C$ represents a default hidden share for the C drive, also known as an administrative share. Also, ADMIN$ maps to the Windows directory. The Windows operating system automatically creates these default shares for all the local hard disk volumes and requires the user to be an administrator to access the share. Even if the administrative shares are deleted, they are re-created after you stop and start the Server service or restart the computer. To find all the shares on a machine, type net share in a command prompt. You can prevent the Windows operating system from creating these shares automatically by using the AutoShareServer and AutoShareWks registry key settings ( http://support.microsoft.com/default.aspx?scid=kb;en-us;816524 ).

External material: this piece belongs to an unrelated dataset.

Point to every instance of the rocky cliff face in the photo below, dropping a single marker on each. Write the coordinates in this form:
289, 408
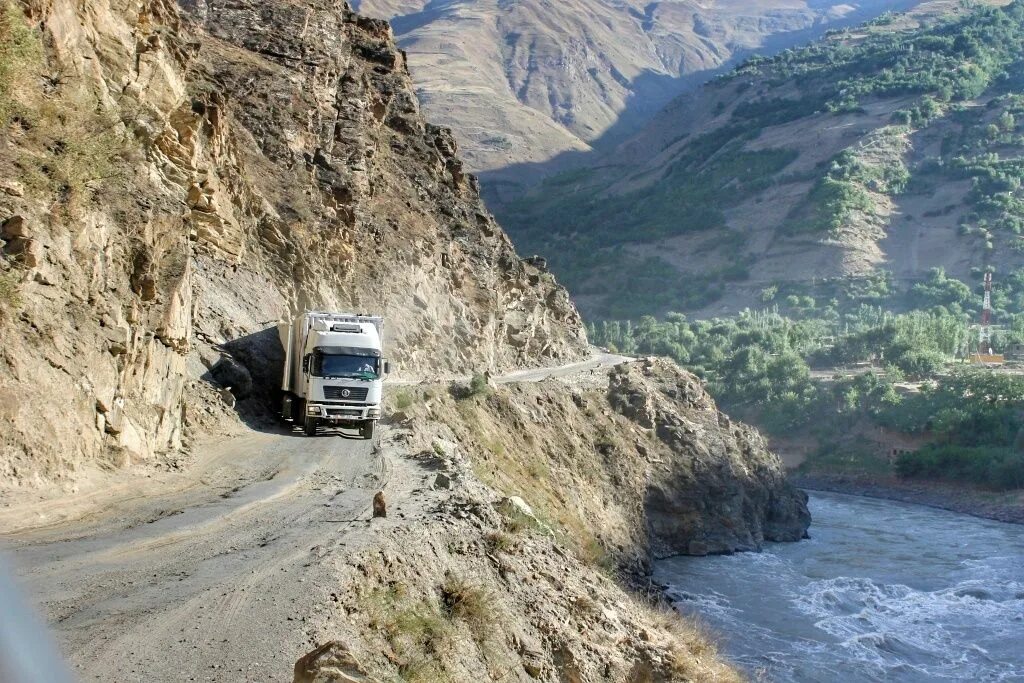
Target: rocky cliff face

Note	The \\?\ format enables you to extend the Unicode versions of many file-manipulation functions to 32,000 total Unicode characters in the path plus filename by turning off the path parsing in many of the file-handling APIs. No path element can be greater than 256, however.

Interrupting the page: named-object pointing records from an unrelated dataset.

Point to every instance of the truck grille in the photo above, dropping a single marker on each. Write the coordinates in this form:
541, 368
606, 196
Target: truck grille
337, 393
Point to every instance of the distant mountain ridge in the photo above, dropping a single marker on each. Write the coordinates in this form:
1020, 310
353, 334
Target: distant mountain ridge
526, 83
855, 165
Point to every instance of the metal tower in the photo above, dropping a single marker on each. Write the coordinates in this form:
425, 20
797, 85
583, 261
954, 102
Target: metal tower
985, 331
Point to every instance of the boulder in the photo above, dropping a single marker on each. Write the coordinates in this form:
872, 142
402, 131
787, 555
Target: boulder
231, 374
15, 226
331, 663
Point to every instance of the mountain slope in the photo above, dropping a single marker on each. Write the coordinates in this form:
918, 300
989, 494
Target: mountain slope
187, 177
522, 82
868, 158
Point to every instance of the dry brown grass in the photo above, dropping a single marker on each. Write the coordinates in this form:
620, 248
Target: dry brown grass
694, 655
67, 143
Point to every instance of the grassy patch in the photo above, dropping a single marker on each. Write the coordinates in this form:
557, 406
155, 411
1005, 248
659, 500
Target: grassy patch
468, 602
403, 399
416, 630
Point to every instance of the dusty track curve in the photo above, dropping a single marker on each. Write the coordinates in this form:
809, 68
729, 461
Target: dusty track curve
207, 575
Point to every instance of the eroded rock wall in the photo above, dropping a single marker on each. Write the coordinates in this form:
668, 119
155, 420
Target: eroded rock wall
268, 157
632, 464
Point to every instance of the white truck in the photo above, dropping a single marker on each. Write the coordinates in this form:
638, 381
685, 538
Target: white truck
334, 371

Understanding Search Paths

When an application is provided a filename to open, but the path is not specified, you are at the mercy of the operating system to determine which file is started. Also, if your application links to dynamic-link libraries (DLLs) without specifying the full path to the file, your application might load a malicious file rather than the one you where expecting ”put in a different way, Trojan DLLs that allow arbitrary code execution. This flaw has caused problems with several applications.

Generally, the search path for loading a DLL is the following:

The set of preinstalled DLLs, such as KERNEL32.DLL and USER32.DLL
The current directory of the executable
The current working directory
The Windows system directory
The Windows directory
The directories specified by the PATH environment variable

Note

Microsoft Windows XP Service Pack 1 (SP1) and later and Windows Server 2003 change the search path so that the system directories are searched first, and then the current directory is searched. However, systems that are upgraded to Microsoft Windows XP SP1 or Windows Server 2003 still default to using the previous search algorithm when loading a DLL. It is best to make sure that you specify the full path of the file you wish to use, rather than letting the operating system decide which file to open.

To find out how your application is loading certain files, you can try the following checks:

Perform a code review to look for places where files are opened. Pay attention to how the name can be manipulated by the attacker. Look for APIs such as LoadLibrary , LoadLibraryEx , CreateProcess , CreateProcessAsUser , CreateProcessWithLogon , WinExec , ShellExecute , SearchPath , CreateFile , CreateFileW , CreateFileA , and the like to make sure the full path is specified and is quoted. Also, APIs that allow command-line arguments to be specified separately, such as CreateProcess , ideally should do so instead of passing the arguments as part of the process path.
Use Microsoft Application Verifier to make sure CreateProcess and similar APIs are called properly. Refer to http://www.microsoft.com/technet/prodtechnol/windows/appcompatibility/appverifier.mspx for more information on Application Verifier.
Attach to a running process in the debugger and see where modules and files are actually loaded from.